The president of the Alaska Gasline Development Corporation is out, fired on Thursday by a board reshaped by Alaska’s new governor.

Keith Meyer lost his job leading the corporation, a state agency that is sponsoring the most recent plan to build a pipeline project that would ship long-stranded North Slope natural gas to markets. The decision came at regular meeting of the AGDC board, but that board was dramatically changed three days earlier when Gov. Mike Dunleavy replaced four of the seven members.

Despite the sweeping changes in leadership, the AGDC remains fully committed to making Alaska’s gas pipeline dreams a reality, said new board member Doug Smith, who was chosen at the meeting to chair the board.

“This may be the most serious job that we undertake. This job is about the next generation of Alaskans,” he said in closing comments at the meeting.

For nearly half a century, Alaskans have tried to find a way to sell the vast reserves of natural gas that lie in the North Slope oil fields. Known reserves in the Prudhoe Bay and Point Thomson fields total about 35 trillion cubic feet, and there is much more natural gas within the hydrocarbon reservoir that is likely to lie in the hydrocarbon basin.

The latest plan is for a liquefied natural gas project, with an 800-mile pipeline from the North Slope to a processing facility at tidewater at Cook Inlet in southern Alaska. China would be the primary market and Chinese institutions would be the financial partners. The plan also calls for off-takes along the line to provide natural gas to Alaska users. The estimated construction cost is $43 billion.

Meyer, an industry veteran who started a three-year contract with AGDC in the summer of 2016, oversaw efforts to build relationships with Chinese institutions considered critical to the pipeline plan’s success. With Meyer as president, the AGDC in 2017 signed a development agreements with the China Petrochemical Corporation (Sinopec), CIC Capital Corporation (CIC Capital), and Bank of China (BOC). Under Meyer’s leadership, the AGDC also achieved supply agreements with North Slope producers and a sales agreement with Tokyo Gas Co. Ltd..

Meyer was paid bonuses of nearly $300,000 for his two years leading the AGDC, on top of a $500,000-a-year salary, Alaska media organizations reported.

Smith told reporters after the meeting that the leadership upheaval should not signal any backtracking in AGDC’s plans to win contracts that will result in construction of a liquefied natural gas project selling product to Asian markets.

“We’re not looking to decrease any progress,” he said. “Our intent is to continue the progress.” The management shake-up should not “in any way detract” from the mandate to provide in-state and export markets with natural gas, he said.

But the degree to which the state will continue paying for AGDC operations was unclear. During the gubernatorial campaign, Dunleavy criticized his predecessor, then-Gov. Bill Walker, for the state money that was going into the project.

At Thursday’s meeting, a planned presentation on expected state funding was postponed. Bruce Tangeman, newly appointed by Dunleavy as the state’s revenue commissioner, told reporters that the governor was still examining the operations of the AGDC, the proper amount of funding for it and the economic viability of the LNG project plan.

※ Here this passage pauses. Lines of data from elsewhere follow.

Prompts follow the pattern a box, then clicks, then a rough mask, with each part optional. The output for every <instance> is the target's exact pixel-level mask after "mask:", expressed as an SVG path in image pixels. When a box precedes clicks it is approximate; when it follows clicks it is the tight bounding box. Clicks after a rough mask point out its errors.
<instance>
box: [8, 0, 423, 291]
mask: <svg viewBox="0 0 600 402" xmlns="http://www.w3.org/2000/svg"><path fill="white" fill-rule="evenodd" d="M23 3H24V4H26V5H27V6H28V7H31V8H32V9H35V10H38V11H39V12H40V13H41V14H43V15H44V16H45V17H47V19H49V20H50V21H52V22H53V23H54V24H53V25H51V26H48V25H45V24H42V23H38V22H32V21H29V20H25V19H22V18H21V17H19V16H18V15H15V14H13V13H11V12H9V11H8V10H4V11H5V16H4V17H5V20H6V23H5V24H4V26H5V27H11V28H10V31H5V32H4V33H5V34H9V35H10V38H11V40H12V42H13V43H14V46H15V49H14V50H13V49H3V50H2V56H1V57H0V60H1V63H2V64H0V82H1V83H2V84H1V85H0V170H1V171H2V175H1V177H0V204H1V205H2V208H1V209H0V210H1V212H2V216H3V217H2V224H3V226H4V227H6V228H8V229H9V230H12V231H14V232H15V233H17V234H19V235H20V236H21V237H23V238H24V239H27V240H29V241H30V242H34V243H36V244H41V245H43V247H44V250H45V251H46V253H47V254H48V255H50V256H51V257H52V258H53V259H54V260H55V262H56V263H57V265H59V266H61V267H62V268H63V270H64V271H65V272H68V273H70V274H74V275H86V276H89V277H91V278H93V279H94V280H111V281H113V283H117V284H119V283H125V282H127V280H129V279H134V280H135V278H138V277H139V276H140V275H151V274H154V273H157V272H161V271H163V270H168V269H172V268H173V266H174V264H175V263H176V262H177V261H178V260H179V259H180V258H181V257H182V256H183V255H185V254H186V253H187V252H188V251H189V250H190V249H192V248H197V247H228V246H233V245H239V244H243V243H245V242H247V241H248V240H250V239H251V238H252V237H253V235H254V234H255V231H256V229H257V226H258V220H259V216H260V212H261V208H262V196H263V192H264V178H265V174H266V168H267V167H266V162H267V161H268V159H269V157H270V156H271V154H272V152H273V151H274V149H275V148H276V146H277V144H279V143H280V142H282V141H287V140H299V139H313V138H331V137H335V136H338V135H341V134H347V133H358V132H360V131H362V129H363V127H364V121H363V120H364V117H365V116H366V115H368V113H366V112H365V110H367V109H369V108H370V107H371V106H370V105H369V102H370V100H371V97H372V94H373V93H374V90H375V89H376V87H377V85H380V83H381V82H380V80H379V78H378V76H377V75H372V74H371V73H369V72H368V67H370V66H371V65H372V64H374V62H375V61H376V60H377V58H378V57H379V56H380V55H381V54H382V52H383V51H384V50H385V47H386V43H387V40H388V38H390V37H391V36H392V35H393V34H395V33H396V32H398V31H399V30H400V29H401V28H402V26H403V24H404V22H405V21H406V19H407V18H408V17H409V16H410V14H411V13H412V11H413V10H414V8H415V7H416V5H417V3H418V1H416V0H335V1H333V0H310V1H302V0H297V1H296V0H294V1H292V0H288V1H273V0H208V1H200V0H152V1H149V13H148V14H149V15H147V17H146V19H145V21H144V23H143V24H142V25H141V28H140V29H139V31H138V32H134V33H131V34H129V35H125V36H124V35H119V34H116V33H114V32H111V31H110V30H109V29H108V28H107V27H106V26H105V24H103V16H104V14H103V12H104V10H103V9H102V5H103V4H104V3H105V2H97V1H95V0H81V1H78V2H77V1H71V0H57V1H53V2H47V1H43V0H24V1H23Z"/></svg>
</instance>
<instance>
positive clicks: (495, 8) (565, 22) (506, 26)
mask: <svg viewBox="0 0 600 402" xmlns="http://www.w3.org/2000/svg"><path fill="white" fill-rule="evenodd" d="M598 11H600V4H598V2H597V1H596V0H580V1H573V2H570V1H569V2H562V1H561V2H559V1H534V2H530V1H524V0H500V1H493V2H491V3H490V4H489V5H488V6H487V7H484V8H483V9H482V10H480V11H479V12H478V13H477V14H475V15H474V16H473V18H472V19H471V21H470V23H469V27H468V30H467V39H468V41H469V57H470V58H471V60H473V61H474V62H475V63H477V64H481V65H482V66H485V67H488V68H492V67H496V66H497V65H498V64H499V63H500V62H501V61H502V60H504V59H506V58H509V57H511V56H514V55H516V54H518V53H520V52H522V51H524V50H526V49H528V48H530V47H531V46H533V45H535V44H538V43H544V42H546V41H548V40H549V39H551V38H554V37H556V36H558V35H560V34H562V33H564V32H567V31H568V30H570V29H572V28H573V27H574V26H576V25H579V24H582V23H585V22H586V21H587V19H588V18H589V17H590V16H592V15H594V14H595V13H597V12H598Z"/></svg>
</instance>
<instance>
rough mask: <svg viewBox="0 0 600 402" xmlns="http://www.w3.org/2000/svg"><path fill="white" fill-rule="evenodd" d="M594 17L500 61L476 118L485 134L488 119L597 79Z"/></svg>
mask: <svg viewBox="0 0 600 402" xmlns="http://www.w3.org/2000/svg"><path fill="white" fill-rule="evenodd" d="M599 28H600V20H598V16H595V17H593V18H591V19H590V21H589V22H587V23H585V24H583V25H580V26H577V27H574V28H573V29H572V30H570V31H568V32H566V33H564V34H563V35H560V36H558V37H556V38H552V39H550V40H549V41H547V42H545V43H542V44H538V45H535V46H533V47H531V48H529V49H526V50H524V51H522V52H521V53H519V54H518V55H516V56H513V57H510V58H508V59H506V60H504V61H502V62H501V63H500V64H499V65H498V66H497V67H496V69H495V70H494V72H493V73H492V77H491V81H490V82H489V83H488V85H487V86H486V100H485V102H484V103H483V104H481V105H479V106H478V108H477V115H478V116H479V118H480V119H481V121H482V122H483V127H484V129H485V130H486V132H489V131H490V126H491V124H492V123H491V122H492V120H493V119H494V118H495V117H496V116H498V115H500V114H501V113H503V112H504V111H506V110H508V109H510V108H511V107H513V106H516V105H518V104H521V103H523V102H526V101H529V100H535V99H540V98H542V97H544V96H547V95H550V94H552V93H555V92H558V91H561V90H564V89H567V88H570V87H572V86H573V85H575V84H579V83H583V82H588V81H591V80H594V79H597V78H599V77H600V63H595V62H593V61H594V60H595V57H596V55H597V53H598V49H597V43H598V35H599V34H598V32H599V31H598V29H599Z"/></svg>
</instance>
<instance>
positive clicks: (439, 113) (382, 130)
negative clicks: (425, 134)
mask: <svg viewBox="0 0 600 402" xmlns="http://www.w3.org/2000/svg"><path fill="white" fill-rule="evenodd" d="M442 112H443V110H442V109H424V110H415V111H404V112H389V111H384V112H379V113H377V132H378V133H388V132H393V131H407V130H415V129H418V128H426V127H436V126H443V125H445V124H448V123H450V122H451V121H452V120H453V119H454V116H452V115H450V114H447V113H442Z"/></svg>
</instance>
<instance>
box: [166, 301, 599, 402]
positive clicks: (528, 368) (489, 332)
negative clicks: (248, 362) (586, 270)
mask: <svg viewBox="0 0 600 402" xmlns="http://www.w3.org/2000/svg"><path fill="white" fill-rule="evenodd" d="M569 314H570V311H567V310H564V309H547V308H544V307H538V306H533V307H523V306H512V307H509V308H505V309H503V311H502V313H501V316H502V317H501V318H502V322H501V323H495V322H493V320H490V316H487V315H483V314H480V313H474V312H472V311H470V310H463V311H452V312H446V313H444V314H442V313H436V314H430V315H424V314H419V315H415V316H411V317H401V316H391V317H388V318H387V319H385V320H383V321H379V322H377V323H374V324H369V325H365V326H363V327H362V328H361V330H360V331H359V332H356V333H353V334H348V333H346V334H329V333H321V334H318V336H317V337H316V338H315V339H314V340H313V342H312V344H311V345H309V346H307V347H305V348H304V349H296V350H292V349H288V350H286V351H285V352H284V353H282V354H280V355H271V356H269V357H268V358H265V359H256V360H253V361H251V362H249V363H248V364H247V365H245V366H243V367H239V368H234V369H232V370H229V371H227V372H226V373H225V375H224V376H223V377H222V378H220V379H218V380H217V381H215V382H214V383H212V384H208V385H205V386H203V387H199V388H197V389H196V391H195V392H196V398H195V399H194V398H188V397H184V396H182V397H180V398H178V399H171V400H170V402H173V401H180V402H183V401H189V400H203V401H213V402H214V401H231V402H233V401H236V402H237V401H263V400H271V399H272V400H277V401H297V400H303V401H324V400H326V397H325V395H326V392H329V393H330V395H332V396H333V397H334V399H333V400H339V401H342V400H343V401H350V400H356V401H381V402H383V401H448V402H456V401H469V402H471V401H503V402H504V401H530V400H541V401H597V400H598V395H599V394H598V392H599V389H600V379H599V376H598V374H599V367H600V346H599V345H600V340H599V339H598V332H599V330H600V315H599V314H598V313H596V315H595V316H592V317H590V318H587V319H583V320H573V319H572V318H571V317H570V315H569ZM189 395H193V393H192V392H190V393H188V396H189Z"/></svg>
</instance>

“It’s about low-cost energy for Alaskans. It’s about the economics,” Tangeman said. “He’s just interesting in finding out all the economics of it, if it really has legs.”

Potential state funding for the upcoming year’s budget is yet to be determined, he said.

The state will have to make other big decisions soon about its level of participation in the project, Lieza Wilcox, AGDC’s commercial and economics vice president, told the board at the meeting.

Among those decisions: “Is the state of Alaska planning to invest any more equity?” she said. “Once your equity investors are established, it becomes a much more fruitful conversation with potential lenders.”

There have been some important milestones reached, and others are expected to be accomplished in the near future, officials told the board.

The Federal Energy Regulatory Commission is expected to issue a draft environmental impact statement for the project in February, Frank Richards, AGDC senior vice president of program management, told the board. The partial shutdown of the federal government will not change that schedule because FERC is not one of the agencies for which funding is stalled, Richards said.

That draft is expected to be followed by a final EIS from FERC and a record of decision by February or March of 2020 about whether construction of the pipeline will be allowed, “We’re literally a year away from getting that authority from FERC,” he said.

The shutdown does affect a parallel project being sponsored by the AGDC, however. The plan for an Alaska-only gas pipeline — considered a fallback plan in case an export project does not materialize — had been expected to win some key federal approvals this month.

Agencies reviewing the Alaska Stand Alone Project, or ASAP, had issued a final environmental impact statement on that project in June. A joint record of decision was expected imminently from the U.S. Army Corps of Engineers and the Bureau of Land Management, Richards said. Then came the partial government shutdown. “Then all things went quiet,” Richards said.

The BLM is part of the Department of the Interior, which is one of the departments that lacked funding to fully operate.

CORRECTION: This article originally gave an incorrect figure for former AGDC President Keith Meyer. It was $550,000, not $500,000. In addition Meyer was mis-identified as Kevin Meyer in a sub-headline and Revenue Department Commissioner Bruce Tangeman’s name was misspelled. This article has been updated to correct these errors.